Otros países de América habían recibido sus millares de inmigrantes. Colombia no precisó de esa generosa migración para llenarse de Italia: en el fondo de la lengua, en las iglesias de los pueblos, en estampas y en fiestas. Y un día descubrimos que hasta ese nombre, América, era un homenaje a un hijo de Italia, que ese otro nombre, Colombia, nombraba otro italiano, y ya no nos extrañó entonces que el país estuviera lleno de serenos y de serenatas, de prelados y de melodramas, de las cerriles convicciones de la fe y de las negras vendettas de la mafia.
En muchos otros laberintos nos hemos perdido: laberintos de música, arias y oberturas, cánones y misas, y desde sus balcones napolitanos venían las canciones mutándose y enriqueciéndose, desde el soplo de los boleros y las habaneras hasta el requiebre de los tangos, que unieron a las nostalgias de Lepera o de Discépolo, de Magaldi o de Corsini, de Cadícamo o de Homero Manzi el mal morir de los malevos rencorosos y el mal vivir de las paicas y las grelas.
Y aún no nos habían arrebatado las músicas de Petrarca ni los círculos de Dante, donde uno venturosamente puede girar para siempre, ni las salaces historias de Bocaccio, ni el muñequito de madera en que se resolvió para los niños el misterio del gólem.
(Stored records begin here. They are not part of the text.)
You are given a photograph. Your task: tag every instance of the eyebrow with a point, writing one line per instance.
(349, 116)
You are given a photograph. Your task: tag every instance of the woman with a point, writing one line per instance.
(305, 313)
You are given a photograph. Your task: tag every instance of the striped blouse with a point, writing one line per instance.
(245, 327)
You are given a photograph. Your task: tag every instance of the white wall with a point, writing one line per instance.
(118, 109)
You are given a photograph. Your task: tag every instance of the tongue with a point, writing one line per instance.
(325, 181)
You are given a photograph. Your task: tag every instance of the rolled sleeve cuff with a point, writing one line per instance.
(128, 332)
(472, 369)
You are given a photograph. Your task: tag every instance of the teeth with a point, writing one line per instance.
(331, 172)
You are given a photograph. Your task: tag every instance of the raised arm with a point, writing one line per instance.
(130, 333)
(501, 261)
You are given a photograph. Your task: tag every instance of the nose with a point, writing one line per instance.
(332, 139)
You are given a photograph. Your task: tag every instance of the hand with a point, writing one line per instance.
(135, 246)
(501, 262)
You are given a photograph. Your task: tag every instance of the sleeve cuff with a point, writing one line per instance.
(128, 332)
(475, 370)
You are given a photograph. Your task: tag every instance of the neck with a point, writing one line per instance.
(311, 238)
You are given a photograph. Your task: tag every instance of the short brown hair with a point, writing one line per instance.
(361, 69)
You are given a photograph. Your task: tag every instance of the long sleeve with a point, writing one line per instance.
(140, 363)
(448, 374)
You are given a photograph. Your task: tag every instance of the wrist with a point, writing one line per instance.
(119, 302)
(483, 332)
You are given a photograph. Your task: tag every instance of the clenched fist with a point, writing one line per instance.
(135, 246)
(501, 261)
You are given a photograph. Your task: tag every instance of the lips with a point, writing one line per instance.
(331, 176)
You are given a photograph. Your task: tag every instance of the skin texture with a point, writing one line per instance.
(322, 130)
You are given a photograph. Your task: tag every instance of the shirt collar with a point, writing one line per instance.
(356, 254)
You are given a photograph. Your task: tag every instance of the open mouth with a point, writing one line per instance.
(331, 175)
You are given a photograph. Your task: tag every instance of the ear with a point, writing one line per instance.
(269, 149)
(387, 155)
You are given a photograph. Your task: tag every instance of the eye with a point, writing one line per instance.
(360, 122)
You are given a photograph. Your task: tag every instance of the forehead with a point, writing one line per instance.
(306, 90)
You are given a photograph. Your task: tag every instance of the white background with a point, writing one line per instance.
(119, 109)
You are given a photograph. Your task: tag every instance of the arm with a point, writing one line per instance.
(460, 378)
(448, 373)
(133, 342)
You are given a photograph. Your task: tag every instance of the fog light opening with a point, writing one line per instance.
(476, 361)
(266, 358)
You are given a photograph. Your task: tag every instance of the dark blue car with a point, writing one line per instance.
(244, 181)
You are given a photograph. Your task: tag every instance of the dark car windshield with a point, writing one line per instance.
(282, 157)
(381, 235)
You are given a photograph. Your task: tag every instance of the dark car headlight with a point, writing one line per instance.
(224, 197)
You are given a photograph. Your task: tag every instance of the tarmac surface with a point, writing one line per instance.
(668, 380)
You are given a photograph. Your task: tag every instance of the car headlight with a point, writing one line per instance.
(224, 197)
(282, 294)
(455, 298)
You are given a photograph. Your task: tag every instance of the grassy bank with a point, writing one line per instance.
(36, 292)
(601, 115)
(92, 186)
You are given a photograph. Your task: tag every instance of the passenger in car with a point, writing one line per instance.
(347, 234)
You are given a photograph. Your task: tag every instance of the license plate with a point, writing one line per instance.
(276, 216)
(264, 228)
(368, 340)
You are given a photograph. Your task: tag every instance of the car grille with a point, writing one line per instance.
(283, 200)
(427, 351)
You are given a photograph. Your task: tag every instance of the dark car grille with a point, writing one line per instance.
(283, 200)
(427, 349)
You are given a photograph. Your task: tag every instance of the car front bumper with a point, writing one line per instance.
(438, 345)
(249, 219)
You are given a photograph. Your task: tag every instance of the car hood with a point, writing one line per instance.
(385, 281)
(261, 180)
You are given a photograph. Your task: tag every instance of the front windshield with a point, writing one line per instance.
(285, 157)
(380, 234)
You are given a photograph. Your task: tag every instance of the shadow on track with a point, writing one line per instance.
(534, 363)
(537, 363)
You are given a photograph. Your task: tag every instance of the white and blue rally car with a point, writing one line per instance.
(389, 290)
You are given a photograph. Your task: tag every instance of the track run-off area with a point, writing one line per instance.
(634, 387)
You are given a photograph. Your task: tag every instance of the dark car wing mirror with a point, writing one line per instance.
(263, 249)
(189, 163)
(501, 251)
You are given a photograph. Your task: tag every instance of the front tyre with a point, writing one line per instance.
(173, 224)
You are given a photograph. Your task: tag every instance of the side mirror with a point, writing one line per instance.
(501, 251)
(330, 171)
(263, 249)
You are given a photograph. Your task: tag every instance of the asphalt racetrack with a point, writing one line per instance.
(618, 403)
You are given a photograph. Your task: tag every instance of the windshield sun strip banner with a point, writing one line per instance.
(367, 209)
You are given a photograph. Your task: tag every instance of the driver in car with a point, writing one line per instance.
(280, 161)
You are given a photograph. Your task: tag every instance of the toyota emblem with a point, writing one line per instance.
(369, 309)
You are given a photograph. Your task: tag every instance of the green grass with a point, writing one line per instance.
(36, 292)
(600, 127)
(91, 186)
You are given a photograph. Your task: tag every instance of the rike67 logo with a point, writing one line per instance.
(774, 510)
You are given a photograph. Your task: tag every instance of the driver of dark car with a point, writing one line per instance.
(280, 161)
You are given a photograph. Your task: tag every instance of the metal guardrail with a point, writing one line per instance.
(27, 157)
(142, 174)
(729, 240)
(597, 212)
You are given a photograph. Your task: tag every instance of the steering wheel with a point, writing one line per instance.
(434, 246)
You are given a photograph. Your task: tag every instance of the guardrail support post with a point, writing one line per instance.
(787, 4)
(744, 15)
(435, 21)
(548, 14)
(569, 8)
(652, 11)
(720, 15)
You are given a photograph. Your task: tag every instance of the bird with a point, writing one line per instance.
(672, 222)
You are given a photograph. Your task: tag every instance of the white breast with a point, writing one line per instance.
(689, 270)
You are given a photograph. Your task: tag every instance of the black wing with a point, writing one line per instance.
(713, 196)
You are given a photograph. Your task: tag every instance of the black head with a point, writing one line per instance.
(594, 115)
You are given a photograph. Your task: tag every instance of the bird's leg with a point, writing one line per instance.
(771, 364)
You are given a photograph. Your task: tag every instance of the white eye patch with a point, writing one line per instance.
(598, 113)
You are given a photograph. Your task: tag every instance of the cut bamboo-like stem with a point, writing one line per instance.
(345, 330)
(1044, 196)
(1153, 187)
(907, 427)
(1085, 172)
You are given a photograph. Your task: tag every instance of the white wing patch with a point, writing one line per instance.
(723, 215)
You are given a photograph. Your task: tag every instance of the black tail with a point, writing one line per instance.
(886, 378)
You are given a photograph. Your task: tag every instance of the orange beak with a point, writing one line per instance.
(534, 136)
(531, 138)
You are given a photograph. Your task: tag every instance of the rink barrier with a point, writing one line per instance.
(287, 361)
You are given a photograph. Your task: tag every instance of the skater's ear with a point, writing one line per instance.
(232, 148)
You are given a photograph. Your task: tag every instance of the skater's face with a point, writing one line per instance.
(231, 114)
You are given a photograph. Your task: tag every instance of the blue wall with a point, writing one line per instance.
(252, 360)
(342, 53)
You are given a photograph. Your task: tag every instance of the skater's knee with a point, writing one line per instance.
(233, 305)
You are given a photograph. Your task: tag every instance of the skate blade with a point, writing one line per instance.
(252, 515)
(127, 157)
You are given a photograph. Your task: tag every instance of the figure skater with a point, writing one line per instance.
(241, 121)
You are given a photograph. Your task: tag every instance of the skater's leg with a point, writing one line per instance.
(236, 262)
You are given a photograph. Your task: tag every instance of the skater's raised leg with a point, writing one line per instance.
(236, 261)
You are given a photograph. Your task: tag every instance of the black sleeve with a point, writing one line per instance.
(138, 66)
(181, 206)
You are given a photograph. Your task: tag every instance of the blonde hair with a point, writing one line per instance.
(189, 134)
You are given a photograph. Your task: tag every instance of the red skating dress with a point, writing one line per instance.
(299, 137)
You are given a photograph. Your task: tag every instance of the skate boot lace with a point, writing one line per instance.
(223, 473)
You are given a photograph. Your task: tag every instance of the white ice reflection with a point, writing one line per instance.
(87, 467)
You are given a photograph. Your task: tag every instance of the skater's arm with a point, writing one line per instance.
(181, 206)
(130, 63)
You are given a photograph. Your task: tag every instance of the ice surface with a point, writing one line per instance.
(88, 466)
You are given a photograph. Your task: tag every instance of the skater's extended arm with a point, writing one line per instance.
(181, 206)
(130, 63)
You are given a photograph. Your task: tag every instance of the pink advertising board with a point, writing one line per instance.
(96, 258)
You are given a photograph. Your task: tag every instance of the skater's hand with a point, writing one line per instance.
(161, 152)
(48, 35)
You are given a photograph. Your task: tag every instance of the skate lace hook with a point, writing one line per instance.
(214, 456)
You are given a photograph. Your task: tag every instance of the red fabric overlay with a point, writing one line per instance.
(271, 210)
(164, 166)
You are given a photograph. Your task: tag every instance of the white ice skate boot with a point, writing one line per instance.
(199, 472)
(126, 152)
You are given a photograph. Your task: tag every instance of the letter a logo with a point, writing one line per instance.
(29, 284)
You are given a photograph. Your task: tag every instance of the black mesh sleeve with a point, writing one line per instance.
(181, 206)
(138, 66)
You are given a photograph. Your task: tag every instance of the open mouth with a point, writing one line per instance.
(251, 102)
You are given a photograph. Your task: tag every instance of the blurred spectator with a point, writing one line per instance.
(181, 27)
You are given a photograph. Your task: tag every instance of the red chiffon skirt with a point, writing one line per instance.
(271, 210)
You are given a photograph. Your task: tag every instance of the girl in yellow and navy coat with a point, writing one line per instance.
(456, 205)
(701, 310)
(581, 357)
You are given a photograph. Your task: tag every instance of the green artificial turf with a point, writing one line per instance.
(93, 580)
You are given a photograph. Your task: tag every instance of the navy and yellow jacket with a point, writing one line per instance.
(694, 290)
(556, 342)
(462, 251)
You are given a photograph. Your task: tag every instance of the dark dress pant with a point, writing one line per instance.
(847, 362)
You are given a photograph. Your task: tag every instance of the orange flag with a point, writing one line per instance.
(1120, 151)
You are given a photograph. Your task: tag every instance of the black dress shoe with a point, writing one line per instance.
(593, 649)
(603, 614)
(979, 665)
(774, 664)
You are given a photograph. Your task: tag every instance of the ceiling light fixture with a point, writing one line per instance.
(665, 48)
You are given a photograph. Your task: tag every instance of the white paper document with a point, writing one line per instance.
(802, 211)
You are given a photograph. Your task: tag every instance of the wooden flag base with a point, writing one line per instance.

Todo para un día descubrir maravillados que aún no sabemos nada de esa Italia que la Europa industriosa cree poder llevar con España y con Grecia en el vagón de segunda de un tren al que no arrastra el espíritu sino apenas la moneda. Pero estamos de pronto en un cuarto de hotel, a medianoche, oyendo rugir por las calles que orillan a Villa Borghese las motocicletas romanas, sintiendo llegar por la ventana un viento suave de otoño tardío que viene del Coliseo y de la colina vaticana, del Tiber y de la Columna Trajana, un viento que arrastra hojas secas, hojas del color ocre y amarillo y mostaza de Roma, tratando de descifrar en su rumor el eco de miles de años, de pasos incontables, de millones de voces.